Máximo unas cuatro o cinco mesas estarán ocupadas. Todo muy limpio. Las paredes blancas en conjunto con los manteles y una luz viva, dan la sensación de que le sol entra por los ventanales de este nivel menos 5 del edificio.
Espero la comida. Realmente me siento tranquilo aquí. Me imagino “Les Rideaux”. Lleno hasta la bandera de obreros y demás individuos ruidosos atraídos por la buena cocina y los bajos precios.

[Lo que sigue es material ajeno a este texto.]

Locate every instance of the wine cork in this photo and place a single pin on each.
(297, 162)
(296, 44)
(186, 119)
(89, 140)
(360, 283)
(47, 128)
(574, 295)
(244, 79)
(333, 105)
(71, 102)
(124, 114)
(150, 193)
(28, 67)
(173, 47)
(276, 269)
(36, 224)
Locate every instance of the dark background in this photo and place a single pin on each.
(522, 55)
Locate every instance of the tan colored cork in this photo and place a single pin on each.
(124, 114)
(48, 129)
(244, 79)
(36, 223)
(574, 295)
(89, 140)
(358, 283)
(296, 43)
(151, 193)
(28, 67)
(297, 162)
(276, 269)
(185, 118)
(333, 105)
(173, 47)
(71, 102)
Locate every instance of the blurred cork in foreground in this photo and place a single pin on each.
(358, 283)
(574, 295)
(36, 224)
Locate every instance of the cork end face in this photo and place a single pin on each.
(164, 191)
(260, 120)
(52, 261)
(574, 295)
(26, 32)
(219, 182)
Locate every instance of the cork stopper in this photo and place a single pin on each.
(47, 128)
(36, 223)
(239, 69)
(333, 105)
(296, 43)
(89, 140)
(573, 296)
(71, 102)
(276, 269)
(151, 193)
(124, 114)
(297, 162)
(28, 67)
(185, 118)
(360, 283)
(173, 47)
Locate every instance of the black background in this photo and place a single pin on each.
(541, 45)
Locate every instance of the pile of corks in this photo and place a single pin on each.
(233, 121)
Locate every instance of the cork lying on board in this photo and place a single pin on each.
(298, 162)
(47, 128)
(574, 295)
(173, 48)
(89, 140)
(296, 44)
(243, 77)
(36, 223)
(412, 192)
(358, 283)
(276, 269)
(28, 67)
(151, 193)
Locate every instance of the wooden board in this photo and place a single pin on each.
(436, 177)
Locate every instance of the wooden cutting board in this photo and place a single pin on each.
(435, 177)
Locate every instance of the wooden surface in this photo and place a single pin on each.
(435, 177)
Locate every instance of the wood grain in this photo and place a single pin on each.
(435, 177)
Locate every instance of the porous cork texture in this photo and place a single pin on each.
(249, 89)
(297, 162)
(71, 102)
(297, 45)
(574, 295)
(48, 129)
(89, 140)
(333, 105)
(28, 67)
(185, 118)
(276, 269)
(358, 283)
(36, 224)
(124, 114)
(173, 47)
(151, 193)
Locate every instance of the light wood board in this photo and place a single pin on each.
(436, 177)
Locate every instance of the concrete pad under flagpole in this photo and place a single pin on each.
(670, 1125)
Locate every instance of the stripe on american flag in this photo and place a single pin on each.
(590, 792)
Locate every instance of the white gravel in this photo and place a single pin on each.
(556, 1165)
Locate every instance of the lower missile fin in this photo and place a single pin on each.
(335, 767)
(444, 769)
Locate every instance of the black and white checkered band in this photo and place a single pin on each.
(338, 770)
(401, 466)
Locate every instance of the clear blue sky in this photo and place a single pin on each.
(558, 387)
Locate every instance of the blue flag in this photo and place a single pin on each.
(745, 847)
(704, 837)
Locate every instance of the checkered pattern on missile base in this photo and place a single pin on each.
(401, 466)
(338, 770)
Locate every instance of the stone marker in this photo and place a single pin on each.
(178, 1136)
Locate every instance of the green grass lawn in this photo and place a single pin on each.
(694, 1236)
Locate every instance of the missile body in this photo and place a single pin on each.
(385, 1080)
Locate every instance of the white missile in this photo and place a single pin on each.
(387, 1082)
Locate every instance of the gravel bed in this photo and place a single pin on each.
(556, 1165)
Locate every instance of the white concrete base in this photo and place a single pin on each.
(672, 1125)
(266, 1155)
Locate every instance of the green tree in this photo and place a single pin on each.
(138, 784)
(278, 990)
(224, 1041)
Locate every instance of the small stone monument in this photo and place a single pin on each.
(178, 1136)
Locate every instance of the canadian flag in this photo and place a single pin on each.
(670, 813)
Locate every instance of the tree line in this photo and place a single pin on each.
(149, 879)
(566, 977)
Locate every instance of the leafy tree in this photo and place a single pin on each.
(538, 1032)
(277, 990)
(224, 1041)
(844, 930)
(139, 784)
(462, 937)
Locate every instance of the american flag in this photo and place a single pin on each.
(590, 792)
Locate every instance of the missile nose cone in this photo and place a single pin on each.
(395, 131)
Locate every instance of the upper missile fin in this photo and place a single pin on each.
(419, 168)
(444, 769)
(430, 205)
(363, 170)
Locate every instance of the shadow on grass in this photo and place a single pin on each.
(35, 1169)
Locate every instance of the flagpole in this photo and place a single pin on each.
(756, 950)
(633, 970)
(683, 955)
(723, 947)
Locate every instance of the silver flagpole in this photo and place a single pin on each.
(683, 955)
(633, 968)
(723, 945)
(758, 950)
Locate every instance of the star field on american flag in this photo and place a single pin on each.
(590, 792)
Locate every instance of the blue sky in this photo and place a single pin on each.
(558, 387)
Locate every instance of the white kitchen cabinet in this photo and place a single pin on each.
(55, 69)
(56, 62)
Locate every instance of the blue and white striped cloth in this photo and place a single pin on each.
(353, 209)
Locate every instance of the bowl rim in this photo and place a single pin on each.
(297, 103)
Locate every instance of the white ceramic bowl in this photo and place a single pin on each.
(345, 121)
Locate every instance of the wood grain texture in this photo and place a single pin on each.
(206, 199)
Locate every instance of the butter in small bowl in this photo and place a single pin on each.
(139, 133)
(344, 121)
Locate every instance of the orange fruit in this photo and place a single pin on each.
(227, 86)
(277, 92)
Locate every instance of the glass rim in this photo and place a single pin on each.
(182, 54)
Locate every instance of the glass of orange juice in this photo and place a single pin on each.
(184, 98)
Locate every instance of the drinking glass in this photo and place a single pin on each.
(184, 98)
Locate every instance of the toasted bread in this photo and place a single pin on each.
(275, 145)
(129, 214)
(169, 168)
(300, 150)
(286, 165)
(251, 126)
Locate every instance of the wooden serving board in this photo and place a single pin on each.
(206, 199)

Este no es caro. Tampoco barato. Reparo en que los otros comensales disfrutan de una alegre y educada charla. De sus palabras deduzco que se dedican a la economía unos, a las finanzas otros.
En pleno bistec de primero, una de las conversaciones sube de tono. Tanto que todos nos quedamos pendientes del caballero que vocifera. Dicho señor pierde por completo las composturas y estalla soltando una serie de improperios a cuál más grosero.
Es tal el escándalo que el maître se acerca a la mesa para pedirle por favor que se moderase.
Este no solo recibe un feo gesto con la mano del tipo que está por completo fuera de sí sino que también incluye en su retahíla de improperios ya tanto al Restaurante, al resto de comensales e incluso a la madre del maître. Su cuenta es inmediatamente presentada y es invitado a salir del salón lo antes posible.
Nada más desaparecer por la puerta, uno de sus antiguos contertulios se levanta y pide que le perdonemos por esta escena por completo fuera de lugar. Todo vuelve a la calma. Pero toda esta sucesión de acontecimientos me perturba. “En todos lados cuecen habas”, suena en mi cabeza.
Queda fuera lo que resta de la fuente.